I know a few guys who do this all the time, and when talking to a mutual friend...this will come out and someone will say "What happened to so &so, he was here game me the price, everything was cool and he never showed up" then you see this guy and you say I was just with so&so and he said you never showed up...the answer would be I got busy or I gave the price to cheap... Instead of being a stand up guy and go to the guy and explain instead of making him wait.

Another reason, some of this guys take on so much work and they give out the cheap prices just to get a foot in the door, so they're not in the rush to get to a customer whom they gave a lower price, they go after the bigger fish and keep someone smaller on the back burner to fill the gap.

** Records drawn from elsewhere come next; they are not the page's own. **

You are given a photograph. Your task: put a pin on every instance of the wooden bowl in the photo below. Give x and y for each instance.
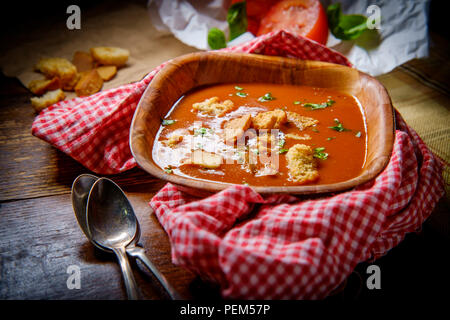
(198, 69)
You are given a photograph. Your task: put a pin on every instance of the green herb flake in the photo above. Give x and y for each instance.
(345, 26)
(167, 122)
(319, 154)
(237, 19)
(241, 94)
(216, 39)
(267, 97)
(338, 127)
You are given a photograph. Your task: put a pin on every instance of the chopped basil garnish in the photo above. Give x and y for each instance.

Keep looking, you will find someone good and maybe you will pay a little more,but it will be well worthed... then chase these useless guys who cannot keep theirs word.

Good luck :thumbsup:


----------



## FreedomBuilders (Apr 18, 2010)

I thought the same thing on a few projects....normally I do most everything myself. Some things and for efficiency sake I won't do. Getting involved with some networking groups helps to establish rapport with some people/contractors you are not familiar with.


----------



## NaeGan (Sep 8, 2009)

Thanks for the help Greg and Gough. I couldn't explain it better myself. I guess I looked at it this way. This job had several add-ons and change orders. I would loved to had gone to the homeowner and said "by the way, can you pay me cash? Your tax credit on those two windows doesn't amount to much." And when I sign that warranty for them at the end of the job and if something were to come up with that flooring, even though I know him, it is completely on me and if there is any disagreement about it, I'm stuck with the whole repair. It just doesn't seem right to me.


----------



## griz (Nov 26, 2009)

This has been a problem since the first bid went out. Probably something to do with the table for the last supper or along those lines.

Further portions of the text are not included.